The founders work to ensure these Vermont voices are heard by interweaving profiles of the people who contributed material — stories, art, scientific insight or even just two-sentence musings.
The almanac uses an old Native American calendar, in which the year starts in the fall and winds through the seasons and months before ending in summer. Throughout each chapter are personal essays, industry outlooks, sights to look for in nature and even some practical tasks you could be doing around the house.
“We’ve got extension researchers and artists making ink out of stinging nettles. It really runs the gamut of different things,” White said, referring to the University of Vermont Extension program.
Mance and Barlow were quick to agree. Being a small state, they believe, fosters a sense of cohesion, of shared understanding in rural life.
But that shared understanding spans a range of voices and experiences, Barlow said, so many stories and oddball things people are doing that make reading the almanac so interesting.
The almanac is also about giving attention to the land, added Barlow (or Ginny, as the other founders affectionately call her).
“That side of Vermont, the land-connected side, doesn’t get the attention we thought it should get,” said Barlow.
And in that statement lies their mission: raising awareness of the connection between humans, nature, industry and identity. Their hope, White said, is to document that web of connections so that people can read, reflect and understand it better. They also hope to preserve the vitality and identity of Vermont for people in the future to trace the evolution of the state’s environment through time.
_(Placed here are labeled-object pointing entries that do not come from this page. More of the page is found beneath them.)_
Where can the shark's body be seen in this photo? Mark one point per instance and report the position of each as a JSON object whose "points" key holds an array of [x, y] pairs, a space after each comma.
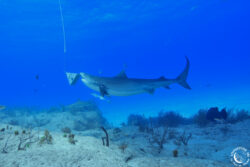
{"points": [[121, 85]]}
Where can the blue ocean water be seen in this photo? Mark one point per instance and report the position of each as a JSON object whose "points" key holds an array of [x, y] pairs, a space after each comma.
{"points": [[148, 38]]}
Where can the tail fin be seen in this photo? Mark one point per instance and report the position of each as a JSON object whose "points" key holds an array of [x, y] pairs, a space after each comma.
{"points": [[181, 79], [72, 77]]}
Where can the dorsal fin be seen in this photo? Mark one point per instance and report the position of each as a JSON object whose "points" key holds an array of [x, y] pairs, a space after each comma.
{"points": [[122, 74], [162, 78]]}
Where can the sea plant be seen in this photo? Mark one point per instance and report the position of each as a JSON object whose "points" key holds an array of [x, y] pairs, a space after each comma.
{"points": [[47, 138]]}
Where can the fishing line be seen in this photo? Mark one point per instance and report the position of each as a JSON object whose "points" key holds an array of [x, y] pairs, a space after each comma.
{"points": [[63, 27], [64, 35]]}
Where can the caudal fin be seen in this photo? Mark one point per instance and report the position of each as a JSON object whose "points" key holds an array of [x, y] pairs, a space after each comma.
{"points": [[72, 77], [181, 79]]}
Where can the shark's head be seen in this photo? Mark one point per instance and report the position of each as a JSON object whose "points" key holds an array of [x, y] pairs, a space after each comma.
{"points": [[86, 78]]}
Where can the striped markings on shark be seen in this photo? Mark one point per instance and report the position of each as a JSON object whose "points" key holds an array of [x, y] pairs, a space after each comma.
{"points": [[121, 85]]}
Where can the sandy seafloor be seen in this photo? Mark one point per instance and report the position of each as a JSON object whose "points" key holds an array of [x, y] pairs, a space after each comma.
{"points": [[209, 146]]}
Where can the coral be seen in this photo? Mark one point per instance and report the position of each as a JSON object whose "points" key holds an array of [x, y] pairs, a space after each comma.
{"points": [[14, 122], [71, 139], [237, 116], [66, 130], [159, 136], [184, 138], [201, 118], [46, 139], [26, 139], [175, 153], [123, 147]]}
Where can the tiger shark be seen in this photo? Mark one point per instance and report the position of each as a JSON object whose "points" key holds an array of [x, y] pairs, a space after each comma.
{"points": [[122, 85]]}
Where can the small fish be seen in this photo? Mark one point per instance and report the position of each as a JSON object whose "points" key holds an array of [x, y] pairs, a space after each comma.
{"points": [[2, 107]]}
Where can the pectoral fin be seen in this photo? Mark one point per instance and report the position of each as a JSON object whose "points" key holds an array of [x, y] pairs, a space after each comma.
{"points": [[103, 90], [167, 87], [150, 90]]}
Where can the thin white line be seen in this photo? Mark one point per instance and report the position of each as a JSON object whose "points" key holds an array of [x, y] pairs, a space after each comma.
{"points": [[63, 28]]}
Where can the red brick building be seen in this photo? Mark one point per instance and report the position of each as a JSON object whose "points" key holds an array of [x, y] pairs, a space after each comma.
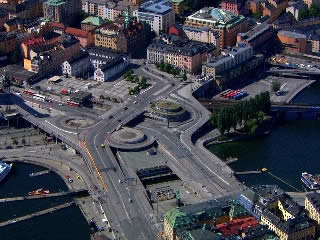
{"points": [[86, 38], [235, 6], [236, 226], [293, 41]]}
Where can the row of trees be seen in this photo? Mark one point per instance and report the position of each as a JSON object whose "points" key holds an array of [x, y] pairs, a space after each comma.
{"points": [[168, 68], [313, 11], [249, 113]]}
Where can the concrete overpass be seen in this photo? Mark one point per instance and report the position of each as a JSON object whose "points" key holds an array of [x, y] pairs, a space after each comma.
{"points": [[295, 71]]}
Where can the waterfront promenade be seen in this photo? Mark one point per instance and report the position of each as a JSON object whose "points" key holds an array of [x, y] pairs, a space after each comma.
{"points": [[43, 212]]}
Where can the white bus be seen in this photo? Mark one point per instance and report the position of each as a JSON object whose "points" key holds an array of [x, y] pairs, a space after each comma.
{"points": [[39, 97]]}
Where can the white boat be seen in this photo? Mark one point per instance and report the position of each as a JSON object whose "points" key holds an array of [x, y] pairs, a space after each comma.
{"points": [[4, 170]]}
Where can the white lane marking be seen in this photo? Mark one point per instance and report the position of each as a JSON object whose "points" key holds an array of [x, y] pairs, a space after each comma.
{"points": [[60, 128]]}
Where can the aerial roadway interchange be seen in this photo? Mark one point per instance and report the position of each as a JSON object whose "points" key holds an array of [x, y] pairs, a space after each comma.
{"points": [[126, 205]]}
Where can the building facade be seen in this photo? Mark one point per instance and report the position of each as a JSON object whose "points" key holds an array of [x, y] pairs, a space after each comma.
{"points": [[312, 205], [257, 36], [78, 65], [235, 6], [111, 69], [159, 14], [204, 34], [62, 11], [292, 41], [178, 6], [186, 55], [225, 22], [228, 60]]}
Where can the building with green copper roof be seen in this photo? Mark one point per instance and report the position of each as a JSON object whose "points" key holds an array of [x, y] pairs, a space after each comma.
{"points": [[91, 23], [96, 21]]}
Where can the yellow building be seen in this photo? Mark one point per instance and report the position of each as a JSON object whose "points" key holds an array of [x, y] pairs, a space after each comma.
{"points": [[178, 6], [8, 42], [289, 208], [204, 213], [107, 36], [312, 205]]}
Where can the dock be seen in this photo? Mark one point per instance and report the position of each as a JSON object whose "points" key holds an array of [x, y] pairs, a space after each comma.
{"points": [[39, 173], [58, 194], [43, 212], [248, 172]]}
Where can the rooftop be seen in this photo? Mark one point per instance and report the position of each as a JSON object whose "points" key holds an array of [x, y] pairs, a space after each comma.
{"points": [[314, 199], [55, 2], [216, 15], [180, 47], [254, 32], [96, 21], [156, 6]]}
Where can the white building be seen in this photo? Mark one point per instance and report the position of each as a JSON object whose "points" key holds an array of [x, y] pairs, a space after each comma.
{"points": [[204, 34], [159, 14], [294, 7], [77, 66], [111, 69], [228, 59]]}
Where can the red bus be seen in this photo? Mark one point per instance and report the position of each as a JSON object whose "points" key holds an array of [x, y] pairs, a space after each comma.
{"points": [[28, 92], [72, 103]]}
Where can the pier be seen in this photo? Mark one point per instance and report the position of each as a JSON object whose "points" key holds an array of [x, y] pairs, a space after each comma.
{"points": [[39, 173], [59, 194], [43, 212], [248, 172]]}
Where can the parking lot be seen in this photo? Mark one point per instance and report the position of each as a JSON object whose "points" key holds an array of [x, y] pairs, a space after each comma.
{"points": [[118, 88]]}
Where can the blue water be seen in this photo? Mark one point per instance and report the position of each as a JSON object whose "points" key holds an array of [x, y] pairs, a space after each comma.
{"points": [[64, 224]]}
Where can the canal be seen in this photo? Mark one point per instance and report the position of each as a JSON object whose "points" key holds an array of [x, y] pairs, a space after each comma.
{"points": [[290, 149], [64, 224]]}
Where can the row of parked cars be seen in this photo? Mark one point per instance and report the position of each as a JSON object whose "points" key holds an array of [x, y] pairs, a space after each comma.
{"points": [[234, 94]]}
The folks behind the almanac want to capture the history of Vermont communities and Vermont nature — and ultimately create a legacy through the tireless work of recording stories and putting issues together.
And they have been doing just that. The almanac started publishing in 2020, just a few months shy of the onset of the Covid-19 pandemic. Starting in a season fraught with illness wasn’t without challenges, but the founders persisted out of a belief in their mission. They believed this kind of publication should have existed years ago.
Since the first volume was published, the group has printed physical copies and made them available in local bookstores or, digitally, through their website.
The fourth volume is set to come out in a few months, and pre-order is already available on the group’s website.